Why are gas prices going up?
According to experts, the answer for why the cost to fill up is so high is no more difficult to understand than lessons learned in a basic economics class — supply and demand.
- “Robust gasoline demand and more expensive crude oil prices are pushing gas prices higher,” said spokesperson Jeanette McGee in AAA’s announcement.
- “We had hoped that global crude production increases would bring some relief at the pump this month, but weekend OPEC negotiations fell through with no agreement reached. As a result, crude prices are set to surge to a seven-year high,” McGee added.
The New York Times reported that global oil production negotiations between the Organization of the Petroleum Exporting Countries (OPEC) and Russia and its allies never restarted on Monday after falling apart late last week.
- As a result, the West Texas Intermediate, a major benchmark of oil prices, rose to its highest in more than six years on Tuesday to $76.98 a barrel, according to The New York Times.

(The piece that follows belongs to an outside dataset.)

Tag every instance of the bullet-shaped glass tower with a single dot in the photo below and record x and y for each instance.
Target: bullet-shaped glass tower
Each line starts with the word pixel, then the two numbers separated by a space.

Los Angeles #gasprices are just a penny away from reaching the highest level in NINE years.... $4.33/gal is the magic number.— Patrick De Haan ⛽️ (@GasBuddyGuy) July 6, 2021
GasBuddy — an app that tracks national gas prices and allows users to find the cheapest gas locally — said in a blog post Tuesday that the national average price for a gallon of gas had gone up nearly 8 cents in the last month and more than 94 cents since last July at this time.
- “Gasoline demand over the holiday weekend certainly did not disappoint as millions of Americans flooded the roads for the long weekend, guzzling down gasoline at a clip not seen in years. In the process, we could have set new all-time records for consumption,” said Patrick De Haan, chief petroleum analysis at GasBuddy, in the company’s statement.
- “As OPEC+ met over the weekend and saw a heated disagreement about raising oil production, WTI crude oil surged in Monday evening electronic trading to nearly $77 per barrel. This was due to higher demand and a lack of additional supply from OPEC amidst a mountain of controversy on how to respond to the market,” De Hann said.
When will gas prices go down?
- “The pandemic has changed the demand pattern. That’s going to keep the pressure on gasoline supplies as people shun mass transit, Kilduff told CNBC. “There’s just not going to be post July 4th relief at the pump that we’re used to seeing. It’s going to be a long, hot summer in terms of what you pay for gasoline.”